Elle est là, quelque part dans un tiroir, dans une slide PowerPoint ou au fond d’un vieux plan de continuité. La sûreté, dans trop d’entreprises, reste une fonction fantôme. Tolérée en période incertaine, totalement oubliée par mer d’huile, et convoquée par les plus hautes instances… quand il est déjà trop tard.

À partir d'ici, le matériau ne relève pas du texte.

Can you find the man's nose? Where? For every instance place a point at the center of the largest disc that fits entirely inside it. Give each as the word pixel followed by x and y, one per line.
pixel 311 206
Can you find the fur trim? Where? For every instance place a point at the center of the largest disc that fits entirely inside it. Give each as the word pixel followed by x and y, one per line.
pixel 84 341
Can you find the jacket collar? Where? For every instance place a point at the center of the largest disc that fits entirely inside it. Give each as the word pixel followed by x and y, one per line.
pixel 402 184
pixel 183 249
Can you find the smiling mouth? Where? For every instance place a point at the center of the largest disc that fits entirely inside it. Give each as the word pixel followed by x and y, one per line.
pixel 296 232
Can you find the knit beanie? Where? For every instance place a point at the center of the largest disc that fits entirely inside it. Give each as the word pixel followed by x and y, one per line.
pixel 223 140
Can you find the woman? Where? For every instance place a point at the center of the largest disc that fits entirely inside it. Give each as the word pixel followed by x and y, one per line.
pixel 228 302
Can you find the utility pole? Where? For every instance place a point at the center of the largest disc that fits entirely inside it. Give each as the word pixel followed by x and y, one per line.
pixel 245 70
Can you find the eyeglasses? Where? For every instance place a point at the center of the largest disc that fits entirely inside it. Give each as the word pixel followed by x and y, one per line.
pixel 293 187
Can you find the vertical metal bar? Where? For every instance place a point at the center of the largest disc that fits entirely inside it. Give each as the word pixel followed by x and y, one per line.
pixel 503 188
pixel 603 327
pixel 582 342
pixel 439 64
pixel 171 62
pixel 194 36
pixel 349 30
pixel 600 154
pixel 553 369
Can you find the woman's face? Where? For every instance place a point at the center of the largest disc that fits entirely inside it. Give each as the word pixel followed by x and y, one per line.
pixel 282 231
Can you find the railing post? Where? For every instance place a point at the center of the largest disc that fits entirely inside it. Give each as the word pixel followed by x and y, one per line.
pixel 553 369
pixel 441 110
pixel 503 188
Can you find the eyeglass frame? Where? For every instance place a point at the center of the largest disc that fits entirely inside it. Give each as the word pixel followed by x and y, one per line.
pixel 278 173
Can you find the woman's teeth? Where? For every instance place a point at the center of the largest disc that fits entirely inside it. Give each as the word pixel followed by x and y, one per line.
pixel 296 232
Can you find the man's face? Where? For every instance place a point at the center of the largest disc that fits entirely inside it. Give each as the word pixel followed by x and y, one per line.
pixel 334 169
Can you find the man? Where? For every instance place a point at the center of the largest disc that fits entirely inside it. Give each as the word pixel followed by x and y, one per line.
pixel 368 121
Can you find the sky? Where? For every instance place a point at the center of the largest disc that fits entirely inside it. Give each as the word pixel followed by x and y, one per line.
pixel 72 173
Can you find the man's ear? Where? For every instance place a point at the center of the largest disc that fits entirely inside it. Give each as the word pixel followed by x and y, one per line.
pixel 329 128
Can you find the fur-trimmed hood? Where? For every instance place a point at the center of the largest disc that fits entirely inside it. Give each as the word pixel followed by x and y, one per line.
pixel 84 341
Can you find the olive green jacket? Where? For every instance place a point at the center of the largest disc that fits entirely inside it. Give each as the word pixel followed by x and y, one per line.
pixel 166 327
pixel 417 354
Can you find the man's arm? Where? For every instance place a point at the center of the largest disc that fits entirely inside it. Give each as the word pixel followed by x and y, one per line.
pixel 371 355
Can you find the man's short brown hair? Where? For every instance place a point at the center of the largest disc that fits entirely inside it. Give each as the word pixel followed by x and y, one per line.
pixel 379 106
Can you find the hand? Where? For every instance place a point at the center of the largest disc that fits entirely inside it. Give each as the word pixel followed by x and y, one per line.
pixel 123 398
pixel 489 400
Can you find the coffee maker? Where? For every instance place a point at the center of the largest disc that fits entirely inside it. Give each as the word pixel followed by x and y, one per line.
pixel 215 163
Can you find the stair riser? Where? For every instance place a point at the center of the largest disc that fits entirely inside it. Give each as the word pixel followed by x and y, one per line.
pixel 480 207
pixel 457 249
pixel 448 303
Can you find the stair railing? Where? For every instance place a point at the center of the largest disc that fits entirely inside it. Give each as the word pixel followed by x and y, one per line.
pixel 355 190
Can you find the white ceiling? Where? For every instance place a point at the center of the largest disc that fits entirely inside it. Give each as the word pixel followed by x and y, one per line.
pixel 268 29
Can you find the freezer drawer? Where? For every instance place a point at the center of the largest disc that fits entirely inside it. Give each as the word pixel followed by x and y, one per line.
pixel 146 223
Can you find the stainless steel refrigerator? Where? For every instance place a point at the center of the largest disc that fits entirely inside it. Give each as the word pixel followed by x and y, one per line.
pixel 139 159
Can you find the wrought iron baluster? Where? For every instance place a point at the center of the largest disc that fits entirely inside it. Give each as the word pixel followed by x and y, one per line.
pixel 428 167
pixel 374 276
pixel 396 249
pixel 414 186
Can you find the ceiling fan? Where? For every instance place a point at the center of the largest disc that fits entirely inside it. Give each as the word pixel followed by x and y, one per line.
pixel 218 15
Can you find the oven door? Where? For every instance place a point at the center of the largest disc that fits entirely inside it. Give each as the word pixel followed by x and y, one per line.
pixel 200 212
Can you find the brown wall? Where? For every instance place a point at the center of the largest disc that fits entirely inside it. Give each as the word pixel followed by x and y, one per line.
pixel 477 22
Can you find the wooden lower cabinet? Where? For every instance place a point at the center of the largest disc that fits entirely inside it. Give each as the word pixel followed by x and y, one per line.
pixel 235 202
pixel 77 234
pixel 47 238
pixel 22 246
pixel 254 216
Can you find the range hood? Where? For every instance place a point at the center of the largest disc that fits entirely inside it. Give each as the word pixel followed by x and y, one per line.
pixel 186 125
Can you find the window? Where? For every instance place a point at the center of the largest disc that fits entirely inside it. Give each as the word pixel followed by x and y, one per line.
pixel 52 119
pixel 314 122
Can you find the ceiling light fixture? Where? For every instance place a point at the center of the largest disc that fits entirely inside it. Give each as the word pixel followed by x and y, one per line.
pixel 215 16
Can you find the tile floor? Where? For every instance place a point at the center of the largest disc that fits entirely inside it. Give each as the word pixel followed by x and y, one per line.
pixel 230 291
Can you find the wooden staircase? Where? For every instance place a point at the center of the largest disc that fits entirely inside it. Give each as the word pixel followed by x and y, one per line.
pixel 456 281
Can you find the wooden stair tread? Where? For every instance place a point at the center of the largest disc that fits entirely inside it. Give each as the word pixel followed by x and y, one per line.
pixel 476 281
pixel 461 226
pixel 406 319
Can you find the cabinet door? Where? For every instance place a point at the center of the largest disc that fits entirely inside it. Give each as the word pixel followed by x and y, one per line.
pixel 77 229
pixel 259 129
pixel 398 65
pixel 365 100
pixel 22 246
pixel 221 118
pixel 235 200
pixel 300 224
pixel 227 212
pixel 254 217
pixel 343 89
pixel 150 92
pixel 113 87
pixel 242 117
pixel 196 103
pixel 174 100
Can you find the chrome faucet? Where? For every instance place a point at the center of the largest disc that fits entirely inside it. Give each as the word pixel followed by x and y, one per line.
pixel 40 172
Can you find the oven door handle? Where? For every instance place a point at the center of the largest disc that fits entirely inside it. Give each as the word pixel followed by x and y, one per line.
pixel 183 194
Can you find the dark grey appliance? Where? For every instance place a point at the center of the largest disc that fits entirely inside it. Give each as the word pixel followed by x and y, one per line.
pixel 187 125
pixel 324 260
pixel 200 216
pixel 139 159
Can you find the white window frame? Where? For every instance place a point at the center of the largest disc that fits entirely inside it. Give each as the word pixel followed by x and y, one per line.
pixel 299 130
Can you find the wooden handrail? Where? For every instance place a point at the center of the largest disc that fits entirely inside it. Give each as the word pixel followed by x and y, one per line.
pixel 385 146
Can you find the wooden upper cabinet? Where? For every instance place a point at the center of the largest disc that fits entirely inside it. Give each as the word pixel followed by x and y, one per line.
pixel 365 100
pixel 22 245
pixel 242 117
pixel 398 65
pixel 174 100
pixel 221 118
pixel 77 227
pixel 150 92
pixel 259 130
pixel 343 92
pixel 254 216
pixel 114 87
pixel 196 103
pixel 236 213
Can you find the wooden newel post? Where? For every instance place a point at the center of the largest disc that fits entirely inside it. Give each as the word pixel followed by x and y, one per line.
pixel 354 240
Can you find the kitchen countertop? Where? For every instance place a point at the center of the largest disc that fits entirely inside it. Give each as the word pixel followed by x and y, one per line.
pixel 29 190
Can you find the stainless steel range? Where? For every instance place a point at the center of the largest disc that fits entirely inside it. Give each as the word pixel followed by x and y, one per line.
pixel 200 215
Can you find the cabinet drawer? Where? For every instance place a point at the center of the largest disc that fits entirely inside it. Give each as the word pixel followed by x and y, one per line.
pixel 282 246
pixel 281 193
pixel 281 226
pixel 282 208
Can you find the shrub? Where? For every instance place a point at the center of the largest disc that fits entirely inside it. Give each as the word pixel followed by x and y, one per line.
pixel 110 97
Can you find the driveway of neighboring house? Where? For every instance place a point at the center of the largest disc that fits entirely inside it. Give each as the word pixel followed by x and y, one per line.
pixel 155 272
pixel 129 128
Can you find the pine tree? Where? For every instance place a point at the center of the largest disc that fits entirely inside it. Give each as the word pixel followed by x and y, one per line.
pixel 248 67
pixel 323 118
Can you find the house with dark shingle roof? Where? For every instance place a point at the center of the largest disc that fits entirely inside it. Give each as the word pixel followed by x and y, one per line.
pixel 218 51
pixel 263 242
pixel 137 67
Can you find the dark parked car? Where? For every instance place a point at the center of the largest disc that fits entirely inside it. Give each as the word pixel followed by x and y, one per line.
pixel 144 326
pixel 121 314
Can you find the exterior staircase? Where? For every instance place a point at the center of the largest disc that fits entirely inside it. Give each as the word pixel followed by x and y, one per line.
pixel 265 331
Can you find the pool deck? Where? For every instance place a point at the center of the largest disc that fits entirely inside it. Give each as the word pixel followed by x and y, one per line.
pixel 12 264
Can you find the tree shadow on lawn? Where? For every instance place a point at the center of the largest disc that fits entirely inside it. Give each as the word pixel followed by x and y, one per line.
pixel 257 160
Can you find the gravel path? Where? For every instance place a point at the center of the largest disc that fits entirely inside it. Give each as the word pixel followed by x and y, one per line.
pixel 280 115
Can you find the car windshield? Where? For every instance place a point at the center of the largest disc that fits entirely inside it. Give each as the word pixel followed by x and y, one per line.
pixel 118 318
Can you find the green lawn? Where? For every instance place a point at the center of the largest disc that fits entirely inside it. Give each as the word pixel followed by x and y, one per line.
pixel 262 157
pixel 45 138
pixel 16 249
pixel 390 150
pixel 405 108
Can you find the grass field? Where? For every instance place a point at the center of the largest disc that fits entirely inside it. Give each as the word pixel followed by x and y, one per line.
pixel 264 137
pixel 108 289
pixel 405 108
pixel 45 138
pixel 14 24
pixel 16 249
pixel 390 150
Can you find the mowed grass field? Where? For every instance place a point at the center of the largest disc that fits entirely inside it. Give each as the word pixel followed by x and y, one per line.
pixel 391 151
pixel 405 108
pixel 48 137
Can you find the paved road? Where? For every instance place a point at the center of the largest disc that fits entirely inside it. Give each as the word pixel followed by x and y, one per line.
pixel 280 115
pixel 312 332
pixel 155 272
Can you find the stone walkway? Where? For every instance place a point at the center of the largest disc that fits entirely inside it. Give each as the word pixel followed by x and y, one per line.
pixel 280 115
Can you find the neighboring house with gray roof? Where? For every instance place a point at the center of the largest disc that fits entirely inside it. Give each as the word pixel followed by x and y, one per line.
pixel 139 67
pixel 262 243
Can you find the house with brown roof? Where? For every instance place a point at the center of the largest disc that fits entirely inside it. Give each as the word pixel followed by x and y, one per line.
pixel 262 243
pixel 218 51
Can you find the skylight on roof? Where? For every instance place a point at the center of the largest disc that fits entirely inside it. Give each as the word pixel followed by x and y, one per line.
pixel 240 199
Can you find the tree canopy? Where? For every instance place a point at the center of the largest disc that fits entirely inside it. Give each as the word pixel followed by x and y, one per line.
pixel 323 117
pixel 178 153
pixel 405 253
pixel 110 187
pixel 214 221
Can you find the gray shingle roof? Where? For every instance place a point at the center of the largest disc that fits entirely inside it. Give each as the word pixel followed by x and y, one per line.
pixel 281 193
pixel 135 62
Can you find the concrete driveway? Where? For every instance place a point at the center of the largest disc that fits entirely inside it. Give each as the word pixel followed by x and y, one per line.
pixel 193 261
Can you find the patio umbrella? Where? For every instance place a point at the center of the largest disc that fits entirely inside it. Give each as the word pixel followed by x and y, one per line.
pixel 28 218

Une vieille roue qu’on traîne sans conviction
La plupart des dirigeants n’y pensent pas en profondeur, ou bien alors, superficiellement. Un audit tous les deux ans, quelques caméras de vidéosurveillance, des procédures qui croupissent dans un classeur, et un plan de crise qui cale une armoire. Bref, beaucoup d’entreprises mettent en place des mesures minimales, souvent pour répondre à des contraintes réglementaires ou rassurer symboliquement. Et puis, on passe à autre chose.
Mais les risques, eux, sont bien présents. Tapis dans l’ombre, ils se transforment, évoluent, avancent. Et attendent le moment opportun pour frapper. Ces menaces sont protéiformes : intrusions, vols internes, agressions physiques ou verbales, espionnage industriel… Rien de fictif ici. Ce sont des réalités vécues chaque semaine par des entreprises qui pensaient être “à l’abri”.
La stratégie de l’autruche ne protège rien
Par temps calme, il est tentant de croire que le risque est faible. Que les quelques mesures mises en place suffiront. Que l’agent de sécurité à l’entrée du siège social constitue un décor rassurant. Jusqu’au jour où l’événement survient, brutal, imprévisible. Et là, tout bascule : réputation de l’entreprise entachée, crédibilité des dirigeants fragilisée, climat interne qui se délite, opérations perturbées… Parfois même, c’est la survie de l’activité qui vacille.
La sûreté n’est plus un supplément d’âme. Ce n’est plus un poste que l’on confie en fin de comité exécutif à celui dont on ne sait plus quoi faire. Ce poste est juste stratégique. Et dans certains cas, il peut même devenir un avantage concurrentiel, car il sécurise ce qui est vital pour l’entreprise, comme les personnes, les infrastructures, les savoir-faire, les secrets industriels, l’image…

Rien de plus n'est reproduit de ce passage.